I’ve been discussing Naomi Klein’s superb new book, This Changes Everything: Capitalism vs. the Climate, with my first-year Mt Holyoke College students. Klein argues that our only hope of really solving the terrifying consequences of climate change is to radically change how capitalism functions today, both in the US and the world.
In the first 2/3 of the book Klein shows the intricate relationships between the corporate drive for profits and growth and a political system increasingly serving that corporate agenda. In the last third, Klein reports on the myriad examples of local resistance, of local communities around the world organizing to protect their land, water, air, and lives from the destruction caused by the hunt for ever more fossil fuels. People mount this stunning resistance our of love for their own place on earth. Their love for their land and their community dissolves their fear of corporate invasions, threats, and claims over their land and resources.

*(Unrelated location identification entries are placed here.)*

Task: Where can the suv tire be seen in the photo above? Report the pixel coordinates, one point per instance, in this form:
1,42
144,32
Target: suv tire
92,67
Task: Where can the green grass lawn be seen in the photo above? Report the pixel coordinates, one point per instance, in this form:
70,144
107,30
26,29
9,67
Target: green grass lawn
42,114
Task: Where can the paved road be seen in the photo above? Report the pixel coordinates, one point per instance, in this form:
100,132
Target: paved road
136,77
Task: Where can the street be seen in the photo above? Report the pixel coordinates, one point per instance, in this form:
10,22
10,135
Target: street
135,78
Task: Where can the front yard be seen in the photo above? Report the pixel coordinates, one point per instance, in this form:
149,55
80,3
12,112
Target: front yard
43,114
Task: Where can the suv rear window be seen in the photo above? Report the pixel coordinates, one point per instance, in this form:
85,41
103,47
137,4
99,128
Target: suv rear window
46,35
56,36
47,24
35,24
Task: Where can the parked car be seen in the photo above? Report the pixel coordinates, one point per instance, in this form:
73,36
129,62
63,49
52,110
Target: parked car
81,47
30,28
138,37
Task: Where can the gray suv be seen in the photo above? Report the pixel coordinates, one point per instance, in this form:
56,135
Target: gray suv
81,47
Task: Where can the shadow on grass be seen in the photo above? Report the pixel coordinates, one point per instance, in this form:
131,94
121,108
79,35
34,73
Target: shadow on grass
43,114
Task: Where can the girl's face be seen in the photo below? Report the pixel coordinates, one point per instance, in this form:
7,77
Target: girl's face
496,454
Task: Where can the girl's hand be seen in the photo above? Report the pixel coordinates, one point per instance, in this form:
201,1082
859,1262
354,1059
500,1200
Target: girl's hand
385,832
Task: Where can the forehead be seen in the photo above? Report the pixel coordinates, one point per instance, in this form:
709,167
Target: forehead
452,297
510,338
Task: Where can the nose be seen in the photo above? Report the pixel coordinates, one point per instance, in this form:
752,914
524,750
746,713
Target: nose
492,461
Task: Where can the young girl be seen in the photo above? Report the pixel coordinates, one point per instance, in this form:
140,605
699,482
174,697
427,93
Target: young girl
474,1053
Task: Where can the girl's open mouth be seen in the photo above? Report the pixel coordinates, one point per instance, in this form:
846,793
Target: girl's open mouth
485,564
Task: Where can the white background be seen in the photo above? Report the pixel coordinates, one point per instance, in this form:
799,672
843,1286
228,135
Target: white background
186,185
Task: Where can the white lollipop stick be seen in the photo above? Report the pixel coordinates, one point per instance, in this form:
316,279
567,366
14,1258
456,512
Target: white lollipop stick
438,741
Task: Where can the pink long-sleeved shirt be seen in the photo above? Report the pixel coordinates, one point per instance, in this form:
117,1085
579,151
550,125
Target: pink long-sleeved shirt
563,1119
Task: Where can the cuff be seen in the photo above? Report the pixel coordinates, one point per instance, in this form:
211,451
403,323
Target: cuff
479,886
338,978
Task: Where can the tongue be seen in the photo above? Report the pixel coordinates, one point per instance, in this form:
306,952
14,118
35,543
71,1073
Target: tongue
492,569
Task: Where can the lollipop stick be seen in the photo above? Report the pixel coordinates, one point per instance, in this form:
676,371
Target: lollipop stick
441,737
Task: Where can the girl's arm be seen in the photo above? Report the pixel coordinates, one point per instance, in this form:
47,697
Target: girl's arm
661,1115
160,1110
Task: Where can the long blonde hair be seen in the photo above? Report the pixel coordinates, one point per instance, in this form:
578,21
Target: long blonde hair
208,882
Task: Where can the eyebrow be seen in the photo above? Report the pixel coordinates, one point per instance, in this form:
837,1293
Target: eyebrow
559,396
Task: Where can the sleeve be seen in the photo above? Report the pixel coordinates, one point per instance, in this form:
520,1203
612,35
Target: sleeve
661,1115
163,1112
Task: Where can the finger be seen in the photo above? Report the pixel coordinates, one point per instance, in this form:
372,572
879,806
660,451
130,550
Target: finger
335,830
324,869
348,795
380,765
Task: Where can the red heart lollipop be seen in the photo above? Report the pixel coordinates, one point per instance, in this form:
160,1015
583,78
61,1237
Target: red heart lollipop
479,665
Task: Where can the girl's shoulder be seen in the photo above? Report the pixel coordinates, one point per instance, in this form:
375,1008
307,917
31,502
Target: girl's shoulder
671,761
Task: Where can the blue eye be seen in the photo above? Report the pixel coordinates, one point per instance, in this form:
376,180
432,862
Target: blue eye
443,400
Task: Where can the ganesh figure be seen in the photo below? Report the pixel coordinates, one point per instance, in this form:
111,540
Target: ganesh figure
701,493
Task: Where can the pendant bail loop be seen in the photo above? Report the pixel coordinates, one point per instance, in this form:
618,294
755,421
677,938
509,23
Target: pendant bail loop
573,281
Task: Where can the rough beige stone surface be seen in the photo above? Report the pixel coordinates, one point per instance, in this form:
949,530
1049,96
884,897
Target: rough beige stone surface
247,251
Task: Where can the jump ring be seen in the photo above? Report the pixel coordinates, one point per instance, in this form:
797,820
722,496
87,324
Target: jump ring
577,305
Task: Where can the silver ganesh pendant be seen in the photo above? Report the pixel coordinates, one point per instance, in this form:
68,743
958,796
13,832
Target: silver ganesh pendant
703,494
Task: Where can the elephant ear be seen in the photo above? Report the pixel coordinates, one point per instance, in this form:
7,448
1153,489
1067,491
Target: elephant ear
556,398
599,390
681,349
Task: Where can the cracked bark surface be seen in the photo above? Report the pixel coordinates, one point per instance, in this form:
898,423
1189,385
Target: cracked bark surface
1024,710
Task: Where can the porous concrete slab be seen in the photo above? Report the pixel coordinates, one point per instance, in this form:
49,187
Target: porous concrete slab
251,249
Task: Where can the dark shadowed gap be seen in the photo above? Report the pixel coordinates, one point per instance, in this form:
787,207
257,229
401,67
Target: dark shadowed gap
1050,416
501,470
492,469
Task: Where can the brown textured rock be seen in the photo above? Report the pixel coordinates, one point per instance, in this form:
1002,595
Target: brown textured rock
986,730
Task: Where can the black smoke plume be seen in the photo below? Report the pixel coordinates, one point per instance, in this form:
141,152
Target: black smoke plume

Last week I asked my students to be quiet for a few moments and to think of a place on earth they so love, they would fight to protect it. To my dismay, only about half of them could identify a beloved place. And I was saddened as well; how can one live in this challenging world without a beloved place?
It resonated deeply for me with Manjushri’s teaching about the relationships between fear and love. So much of our self-destructive behavior arises from fear. Fear must be addressed with kindness and clarity, and love and compassion are far more powerful energies than fear. It is a deep truth well born our in Klein’s powerful new book.